Uno speciale incoraggiamento vorrei riservare a voi, cari giovani: lasciatevi coinvolgere dal fascino di Cristo! Fissando, con gli occhi della fede, il suo Volto, chiedetegli: “Gesù, cosa vuoi che io faccia con Te e per Te?”. Rimanete quindi in ascolto e, guidati dal suo Spirito, assecondate il disegno che Egli ha su di voi. Preparatevi seriamente a costruire famiglie unite e fedeli al Vangelo e ad essere suoi testimoni nella società; se poi Lui vi chiama, siate pronti a dedicare totalmente la vostra esistenza al suo servizio nella Chiesa come sacerdoti o come religiosi e religiose. Io vi assicuro la mia preghiera; in particolare, vi aspetto giovedì prossimo nella Basilica di San Pietro per prepararci alla Giornata Mondiale della Gioventù, che, come sapete, si celebra quest’anno a livello diocesano, Domenica prossima.
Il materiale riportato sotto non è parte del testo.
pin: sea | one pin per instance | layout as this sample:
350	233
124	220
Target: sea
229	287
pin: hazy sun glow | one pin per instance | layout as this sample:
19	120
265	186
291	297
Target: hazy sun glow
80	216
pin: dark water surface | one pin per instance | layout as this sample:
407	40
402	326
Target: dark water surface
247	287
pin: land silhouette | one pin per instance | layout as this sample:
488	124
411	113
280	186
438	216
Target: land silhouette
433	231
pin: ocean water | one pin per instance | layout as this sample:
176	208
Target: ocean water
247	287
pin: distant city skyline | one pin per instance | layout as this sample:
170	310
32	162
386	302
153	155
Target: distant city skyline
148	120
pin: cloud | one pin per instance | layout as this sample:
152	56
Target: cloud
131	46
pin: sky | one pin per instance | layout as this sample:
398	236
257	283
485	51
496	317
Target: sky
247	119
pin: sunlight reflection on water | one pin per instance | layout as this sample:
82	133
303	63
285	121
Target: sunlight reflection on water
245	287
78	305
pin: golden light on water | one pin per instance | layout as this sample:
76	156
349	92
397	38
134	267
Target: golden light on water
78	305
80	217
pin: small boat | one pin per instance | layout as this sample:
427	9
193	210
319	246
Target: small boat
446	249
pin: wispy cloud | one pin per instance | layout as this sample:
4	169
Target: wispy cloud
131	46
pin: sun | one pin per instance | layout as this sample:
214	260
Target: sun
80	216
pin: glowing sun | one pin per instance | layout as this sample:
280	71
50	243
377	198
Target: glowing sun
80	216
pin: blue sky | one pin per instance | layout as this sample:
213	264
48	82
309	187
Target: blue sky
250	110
Ricorderemo insieme il mio caro e venerato predecessore Giovanni Paolo II, nel IV anniversario della sua morte. In molte circostanze egli ha incoraggiato i giovani ad incontrare Cristo e a seguirlo con entusiasmo e generosità.
Cari fratelli e sorelle di questa comunità parrocchiale, l’infinito amore di Cristo che brilla nel suo Volto risplenda in ogni vostro atteggiamento, e diventi la vostra “quotidianità”. Come esortava sant’Agostino in una omelia pasquale, “Cristo ha patito; moriamo al peccato. Cristo è risuscitato; viviamo per Dio. Cristo è passato da questo mondo al Padre; non si attacchi qui il nostro cuore, ma lo segua nelle cose di lassù. Il nostro capo fu appeso sul legno; crocifiggiamo la concupiscenza della carne. Giacque nel sepolcro; sepolti con Lui dimentichiamo le cose passate. Siede in cielo; trasferiamo i nostri desideri alle cose supreme” (S. Agostino, Discorso 229/D,1).
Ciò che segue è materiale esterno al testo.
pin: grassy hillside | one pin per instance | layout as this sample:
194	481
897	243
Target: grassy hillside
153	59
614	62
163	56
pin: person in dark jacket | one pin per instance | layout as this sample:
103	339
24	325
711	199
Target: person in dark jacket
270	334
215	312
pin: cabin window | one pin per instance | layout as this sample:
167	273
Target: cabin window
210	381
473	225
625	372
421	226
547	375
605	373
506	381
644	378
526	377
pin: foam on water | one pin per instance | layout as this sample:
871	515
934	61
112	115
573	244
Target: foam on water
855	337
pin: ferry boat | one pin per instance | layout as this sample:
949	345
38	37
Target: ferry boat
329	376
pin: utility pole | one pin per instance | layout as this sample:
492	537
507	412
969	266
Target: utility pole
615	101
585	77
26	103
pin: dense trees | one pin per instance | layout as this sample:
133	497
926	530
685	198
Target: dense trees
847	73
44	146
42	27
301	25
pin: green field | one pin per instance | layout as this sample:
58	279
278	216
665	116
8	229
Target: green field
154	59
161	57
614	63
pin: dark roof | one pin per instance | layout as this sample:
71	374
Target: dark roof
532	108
Animati da tale consapevolezza, proseguiamo la celebrazione eucaristica, invocando la materna intercessione di Maria, perché la nostra esistenza diventi un riflesso di quella di Cristo. Preghiamo perché quanti ci incontrano percepiscano sempre nei nostri gesti e nelle nostre parole la pacificante e consolatrice bontà del suo Volto. Amen!